THE alarm bell has been rung over the state of Cumbria’s schools following a £2 million funding cut for maintenance.

Government cash to Cumbria County Council for repairs to the “ageing” school estate, has fallen from £6.7m to just £4.7m in five years, a meeting heard.

In future, some county schools could be forced to close or seal off areas to pupils unless more funding is forthcoming, warned senior county councillors.

Cumbria County Council is responsible for 186 schools – 169 primaries, 10 secondaries, four special needs schools and three pupil referral units.

A meeting of the Labour and Liberal Democrat-run cabinet has heard how the council has borrowed millions to top up the shortfall in maintenance.

However, a sum of £16.4 million has not been enough to provide pupils with a 21st-century learning environment, councillors complained.

They now plan to meet with the county’s six MPs to ramp up the pressure on the Government.

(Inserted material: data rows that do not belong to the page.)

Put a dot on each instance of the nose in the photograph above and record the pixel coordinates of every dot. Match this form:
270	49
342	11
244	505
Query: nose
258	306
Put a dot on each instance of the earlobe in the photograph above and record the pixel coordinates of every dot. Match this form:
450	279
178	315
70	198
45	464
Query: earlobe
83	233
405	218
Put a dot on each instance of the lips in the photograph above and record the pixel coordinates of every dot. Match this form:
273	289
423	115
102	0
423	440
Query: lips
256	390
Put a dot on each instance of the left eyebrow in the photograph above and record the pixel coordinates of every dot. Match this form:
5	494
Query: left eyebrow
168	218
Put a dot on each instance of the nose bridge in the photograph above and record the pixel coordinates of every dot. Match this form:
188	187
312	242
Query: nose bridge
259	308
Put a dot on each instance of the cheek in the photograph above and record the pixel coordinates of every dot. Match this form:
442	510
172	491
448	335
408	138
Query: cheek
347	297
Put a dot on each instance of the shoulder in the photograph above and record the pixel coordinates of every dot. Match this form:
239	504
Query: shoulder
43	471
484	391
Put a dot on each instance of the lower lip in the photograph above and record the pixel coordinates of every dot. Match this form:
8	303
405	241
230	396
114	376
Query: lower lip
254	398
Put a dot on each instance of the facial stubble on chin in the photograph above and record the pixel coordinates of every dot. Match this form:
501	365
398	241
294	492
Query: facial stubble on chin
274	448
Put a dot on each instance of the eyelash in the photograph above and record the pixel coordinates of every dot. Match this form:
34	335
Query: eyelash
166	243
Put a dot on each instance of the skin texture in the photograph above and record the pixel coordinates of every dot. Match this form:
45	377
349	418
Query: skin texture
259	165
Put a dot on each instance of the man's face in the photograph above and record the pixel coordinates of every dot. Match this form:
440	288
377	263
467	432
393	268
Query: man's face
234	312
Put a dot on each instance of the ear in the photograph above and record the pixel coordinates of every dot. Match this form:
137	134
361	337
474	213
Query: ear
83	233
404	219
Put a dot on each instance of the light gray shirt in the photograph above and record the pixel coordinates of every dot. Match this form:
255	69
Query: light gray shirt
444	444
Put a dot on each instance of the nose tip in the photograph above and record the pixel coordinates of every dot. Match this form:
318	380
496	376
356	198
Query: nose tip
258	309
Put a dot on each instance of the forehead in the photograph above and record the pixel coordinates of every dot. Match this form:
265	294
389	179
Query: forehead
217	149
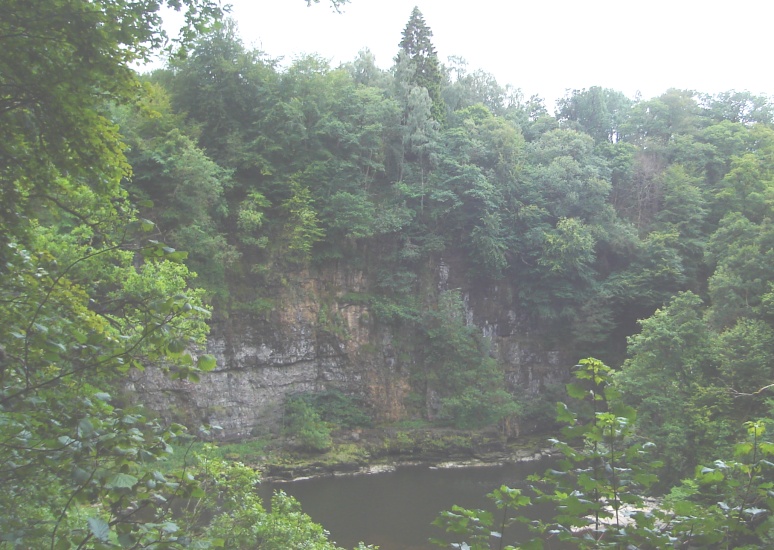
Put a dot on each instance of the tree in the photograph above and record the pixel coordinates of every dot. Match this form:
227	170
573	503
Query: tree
417	47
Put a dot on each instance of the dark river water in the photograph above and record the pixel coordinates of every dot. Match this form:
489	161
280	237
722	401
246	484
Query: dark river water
395	509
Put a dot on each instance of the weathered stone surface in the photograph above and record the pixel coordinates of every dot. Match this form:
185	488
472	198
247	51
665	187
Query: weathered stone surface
315	340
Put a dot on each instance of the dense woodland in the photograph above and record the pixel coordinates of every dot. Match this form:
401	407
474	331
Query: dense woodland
133	207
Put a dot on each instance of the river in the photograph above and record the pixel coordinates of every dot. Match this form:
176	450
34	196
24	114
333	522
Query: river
394	510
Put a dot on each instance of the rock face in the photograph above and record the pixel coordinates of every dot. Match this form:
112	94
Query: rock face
318	338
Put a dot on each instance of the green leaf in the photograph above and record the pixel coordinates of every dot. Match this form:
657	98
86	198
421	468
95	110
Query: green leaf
99	528
206	362
177	345
121	481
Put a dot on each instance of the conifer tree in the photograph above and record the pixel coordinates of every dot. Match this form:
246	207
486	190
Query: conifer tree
417	46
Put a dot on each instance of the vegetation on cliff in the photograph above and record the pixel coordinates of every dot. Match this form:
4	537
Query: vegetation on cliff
610	212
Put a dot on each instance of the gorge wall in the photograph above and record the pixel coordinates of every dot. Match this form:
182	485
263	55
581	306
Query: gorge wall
316	338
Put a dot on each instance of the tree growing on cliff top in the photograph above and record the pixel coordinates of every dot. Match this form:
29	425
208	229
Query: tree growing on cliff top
416	45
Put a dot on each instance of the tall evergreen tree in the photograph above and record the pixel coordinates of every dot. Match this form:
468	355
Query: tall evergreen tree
417	46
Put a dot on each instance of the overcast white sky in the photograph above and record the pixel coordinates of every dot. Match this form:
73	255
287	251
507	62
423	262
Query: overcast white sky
543	46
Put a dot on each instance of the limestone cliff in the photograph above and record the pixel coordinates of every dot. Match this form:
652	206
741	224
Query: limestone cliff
315	338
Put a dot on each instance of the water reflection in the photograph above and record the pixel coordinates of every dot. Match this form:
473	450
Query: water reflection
394	510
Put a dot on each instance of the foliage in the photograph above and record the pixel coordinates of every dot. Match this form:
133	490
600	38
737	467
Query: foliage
599	484
241	519
303	422
458	367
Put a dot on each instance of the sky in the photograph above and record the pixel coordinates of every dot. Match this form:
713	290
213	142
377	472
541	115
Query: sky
543	47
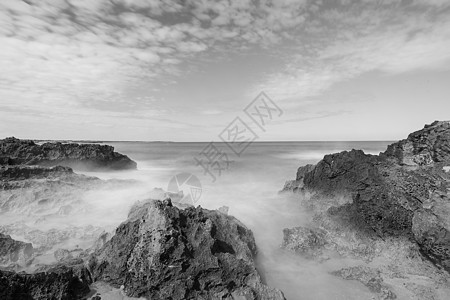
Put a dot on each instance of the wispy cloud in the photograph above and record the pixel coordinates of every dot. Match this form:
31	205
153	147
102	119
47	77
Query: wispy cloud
356	38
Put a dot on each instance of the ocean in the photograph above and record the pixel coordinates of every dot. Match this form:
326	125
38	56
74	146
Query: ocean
248	185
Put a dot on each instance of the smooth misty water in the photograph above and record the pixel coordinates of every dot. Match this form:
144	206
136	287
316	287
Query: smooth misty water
250	189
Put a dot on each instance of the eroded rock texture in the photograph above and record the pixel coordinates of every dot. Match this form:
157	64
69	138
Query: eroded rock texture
403	192
78	156
56	283
162	252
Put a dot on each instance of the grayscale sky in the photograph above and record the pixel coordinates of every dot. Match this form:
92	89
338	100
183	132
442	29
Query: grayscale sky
183	70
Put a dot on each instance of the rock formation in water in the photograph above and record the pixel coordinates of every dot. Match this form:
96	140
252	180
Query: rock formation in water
78	156
14	252
59	282
162	252
402	192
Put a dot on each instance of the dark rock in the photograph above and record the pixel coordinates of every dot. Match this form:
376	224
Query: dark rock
306	241
10	173
393	194
370	278
78	156
424	147
163	252
56	283
12	251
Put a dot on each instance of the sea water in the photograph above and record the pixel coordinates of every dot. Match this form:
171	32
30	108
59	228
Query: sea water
249	188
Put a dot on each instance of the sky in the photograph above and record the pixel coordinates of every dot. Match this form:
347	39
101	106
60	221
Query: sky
184	70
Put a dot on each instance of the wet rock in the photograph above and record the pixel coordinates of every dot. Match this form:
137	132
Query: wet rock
16	252
370	278
223	209
424	147
60	282
78	156
403	192
164	252
305	241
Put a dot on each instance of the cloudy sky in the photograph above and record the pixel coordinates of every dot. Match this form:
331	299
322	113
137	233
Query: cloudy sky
182	70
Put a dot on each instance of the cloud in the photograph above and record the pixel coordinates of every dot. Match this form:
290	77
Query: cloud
345	42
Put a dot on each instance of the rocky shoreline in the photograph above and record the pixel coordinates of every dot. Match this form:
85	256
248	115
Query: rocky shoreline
392	207
389	214
160	252
78	156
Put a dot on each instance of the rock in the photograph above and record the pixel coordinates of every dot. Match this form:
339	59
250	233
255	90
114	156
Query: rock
62	254
424	147
60	282
305	241
370	278
403	192
164	252
12	251
78	156
433	236
224	209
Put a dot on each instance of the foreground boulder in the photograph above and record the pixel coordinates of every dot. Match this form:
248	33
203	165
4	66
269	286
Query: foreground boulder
14	252
402	192
56	283
78	156
162	252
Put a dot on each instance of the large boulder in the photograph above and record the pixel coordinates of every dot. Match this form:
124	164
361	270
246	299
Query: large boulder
423	147
401	193
60	282
78	156
14	252
162	252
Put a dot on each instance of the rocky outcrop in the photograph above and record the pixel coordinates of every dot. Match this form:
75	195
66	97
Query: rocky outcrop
78	156
424	147
14	252
306	241
401	193
370	278
61	282
162	252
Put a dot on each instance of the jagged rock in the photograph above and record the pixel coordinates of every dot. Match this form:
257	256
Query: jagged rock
12	251
305	241
370	278
424	147
60	282
164	252
403	192
78	156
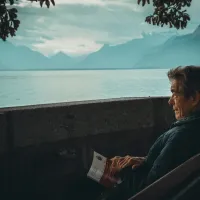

County council cabinet member Cllr David Southward said schools faced challenges now and in the future to make them safe, wind and watertight.

“Over the next few years, this challenge is set to increase as we anticipate further reductions in central Government funding for schools maintenance,” said Cllr Southward (Lab, Egremont), who is in charge of property at the council.

“As we continue to grapple with an ageing estate in the context of Government austerity, it is becoming increasingly difficult for the county council to find the money to top up the underfunding from central Government.

“I regret to say that unless there are changes in the funding available, there exists a very real risk that schools may have to close due to a lack of basic maintenance necessary to keep our children safe.”

Council leader Stewart Young (Lab, Carlisle) said it was “not scaremongering” but “telling it how it is.”

Cllr Young said: “The only sources of funding available to us is either selling other assets, although we have been doing that for a number of years and we have sold off a lot. We also have a lot of requirements to maintain other buildings, whether that’s our care homes, our fire stations or our roads. We could borrow the money but we have to find the revenue to repay it. We are running out of options and it is unsustainable.”

Liberal Democrat cabinet members Cllr Peter Thornton and Cllr Patricia Bell described the scale of cuts as “staggering and disgraceful”.

Cllr Thornton said: “A new roof costs a certain amount to fix. Buildings cost a certain amount to maintain. All the digital transformation in the world, does not affect those costs.

“What are we meant to do? Let our buildings go tatty and fall down and then they cost more to fix?”

The cabinet agreed to approach the county’s MPs to lobby Government on the council’s behalf to make the case for more funding.